123 minutes (18) 1999
widescreen ratio 1.66:1
Tartan DVD Region 0 retail

RATING: 6/10
reviewed by Debbie Moon
Danila and his buddies are Russian veterans of the Chechen conflict: the equivalent, it seems, of the American Vietnam vet, brutalised by war, rootless and forgotten in a changed society. One of them got out, to the US and fame as an ice hockey player: but a crooked businessman turned sports agent is pocketing all his money. When his brother Konstantin tries to intervene, he ends up dead - but this time, the businessman has annoyed the wrong guys. Evading hit squads at both ends of the journey, Danila and his own mad brother Viktor set off to Chicago to exact revenge - but America is a very different place, and just staying alive here is going to test them to the limits...
   Brother and its sequel is apparently the Rambo of post-Soviet Russia, embodying the frustrations of an exploited and dispossessed generation. The plight of these alienated, strangely naive young men, adrift in a society ruled by the rich and the crooked, has a lot of potential, and watching them turn their skills against their oppressors is great fun. But there's a lot here that's less palatable: the depiction of women as trophies for our hero to collect, and the thoughtless racism, particularly towards black Americans, who are depicted as, and explicitly compared to, beast-like primitives.

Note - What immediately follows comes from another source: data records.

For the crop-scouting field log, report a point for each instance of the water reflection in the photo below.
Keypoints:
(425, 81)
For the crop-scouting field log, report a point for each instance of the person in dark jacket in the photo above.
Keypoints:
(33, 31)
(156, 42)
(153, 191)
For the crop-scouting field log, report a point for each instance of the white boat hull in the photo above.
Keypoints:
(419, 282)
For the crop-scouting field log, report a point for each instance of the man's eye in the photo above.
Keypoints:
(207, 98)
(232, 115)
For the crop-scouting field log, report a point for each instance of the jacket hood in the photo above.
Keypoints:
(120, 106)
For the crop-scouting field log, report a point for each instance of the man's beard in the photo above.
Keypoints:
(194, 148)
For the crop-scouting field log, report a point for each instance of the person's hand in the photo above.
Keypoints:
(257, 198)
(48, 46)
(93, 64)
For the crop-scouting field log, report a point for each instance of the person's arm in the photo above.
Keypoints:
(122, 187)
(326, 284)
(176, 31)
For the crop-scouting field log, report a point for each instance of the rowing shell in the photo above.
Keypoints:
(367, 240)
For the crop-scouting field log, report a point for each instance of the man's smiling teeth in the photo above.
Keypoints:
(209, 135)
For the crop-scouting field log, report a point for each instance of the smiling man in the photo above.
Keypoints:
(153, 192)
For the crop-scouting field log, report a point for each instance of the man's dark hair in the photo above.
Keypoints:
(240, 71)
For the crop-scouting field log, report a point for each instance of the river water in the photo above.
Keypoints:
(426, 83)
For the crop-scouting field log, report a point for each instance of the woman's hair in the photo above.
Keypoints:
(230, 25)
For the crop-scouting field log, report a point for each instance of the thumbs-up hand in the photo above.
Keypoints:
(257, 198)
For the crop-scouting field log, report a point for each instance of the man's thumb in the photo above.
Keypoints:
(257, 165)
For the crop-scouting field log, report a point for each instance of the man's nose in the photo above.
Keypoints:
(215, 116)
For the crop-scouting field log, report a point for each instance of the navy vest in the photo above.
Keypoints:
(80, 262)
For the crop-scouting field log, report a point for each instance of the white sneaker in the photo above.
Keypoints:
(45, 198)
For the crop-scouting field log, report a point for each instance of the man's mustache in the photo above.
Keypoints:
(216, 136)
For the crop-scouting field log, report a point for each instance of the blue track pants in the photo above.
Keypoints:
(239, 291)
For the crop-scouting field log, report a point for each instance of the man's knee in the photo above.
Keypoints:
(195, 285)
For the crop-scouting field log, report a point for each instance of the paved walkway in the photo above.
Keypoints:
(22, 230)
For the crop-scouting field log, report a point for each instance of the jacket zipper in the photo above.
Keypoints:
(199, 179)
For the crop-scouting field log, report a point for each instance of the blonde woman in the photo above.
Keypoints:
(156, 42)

   The first half of the film is tense and visually striking, but once the action reaches America, the revenge plot is all but abandoned as Viktor embraces capitalism and Danila attempts to rescue an alarmingly masculine Russian prostitute. I was expecting a Crying Game style revelation at any moment, but alas, nothing so sophisticated here... There's a lot to dislike about this film - but there's a lot that's fascinating, too: not least Sergei Bodrov's Danila, a stonily angelic innocent with the ingenuity of a born killer. Despite narrative clichés and lapses of taste, Brother 2 (aka: On The Way Home) is an atmospheric glimpse of a Russia we hear very little about. It made me want to go out and rent the first movie, and few sequels have that effect.
   Definitely worth a look! As for DVD extras: the making-of documentary on my copy was faulty, but there are interesting notes on how the first film divided Russian opinion, plus filmographies and a trailer.